I just tried init = "0" and init_r = 0.1 but the exact same error pops up.

I checked the single observation getting dropped and there doesn’t seem to be anything special about it. I was able to refit the model by removing the high-k observations altogether and the posteriors don’t show any major change either.

Are there other steps I could take to help troubleshoot this issue? I can share the data (it’s a relatively small dataset) and anything else needed to reproduce it.

Okay, I figured out the issue.

Following this tutorial, the number of trials for the full dataset is passed via stanvar:

stanvars <- stanvar(scode = stan_funs, block = "functions") +
  stanvar(as.integer(cbpp$size), name = "trials")

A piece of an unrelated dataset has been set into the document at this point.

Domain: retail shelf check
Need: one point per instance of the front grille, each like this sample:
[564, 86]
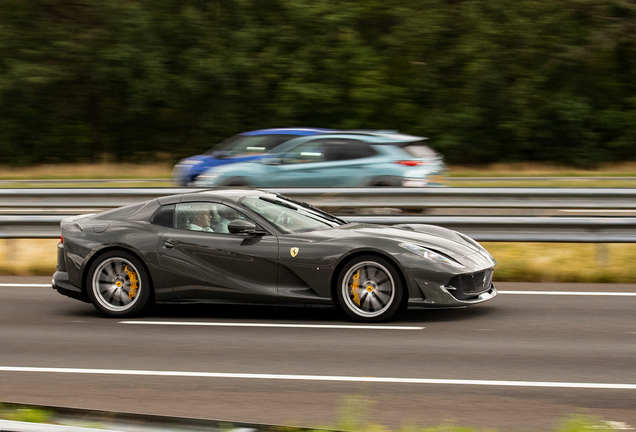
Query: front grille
[471, 285]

The issue seems to occur because loo tries to exclude the high-k observations but is still using the original trials data, which results in a mismatch between counts and trials, where some of the former are larger than the latter.

So I suppose the question now is how to allow loo and stanvar to work together to pass the appropriate subsets of data into the model.

For anyone who finds this thread in the future, here is my fix:

tmp.fun <- brms:::reloo.loo
body(tmp.fun)[[12]][[4]][7:9] <- body(tmp.fun)[[12]][[4]][6:8]
body(tmp.fun)[[12]][[4]][[6]] <- substitute(
  if(!is.null(fit_j$stanvars$trials)){
    fit_j$stanvars$trials$sdata <- fit_j$stanvars$trials$sdata[-omitted]
    fit_j$stanvars$trials$scode <- "  int trials[639];"
  })
assignInNamespace("reloo.loo", value = tmp.fun, ns = "brms")

It’s specific to my model, but the general idea is that I modified reloo.loo so that it checks for my variable inside the fit’s stanvars and if present, drops the corresponding observation and modifies the corresponding section of the data block.

Hi @bmfazio, I’m having a similar problem with a cumulative probit model. Great that you found a solution for your code. I’m still a bit of a novice with R functions - are you able to indicate which parts of your new function are specific to your purposes and would need to be changed? Sorry if this is a question that should be obvious!

With:

assignInNamespace(“reloo.loo”, value = tmp.fun, ns = “brms”)

Are you specifying that when brms calls reloo, it simply uses your function instead of the normal brms reloo, or does the new function need to be called in some other way?

Any help would be greatly appreciated!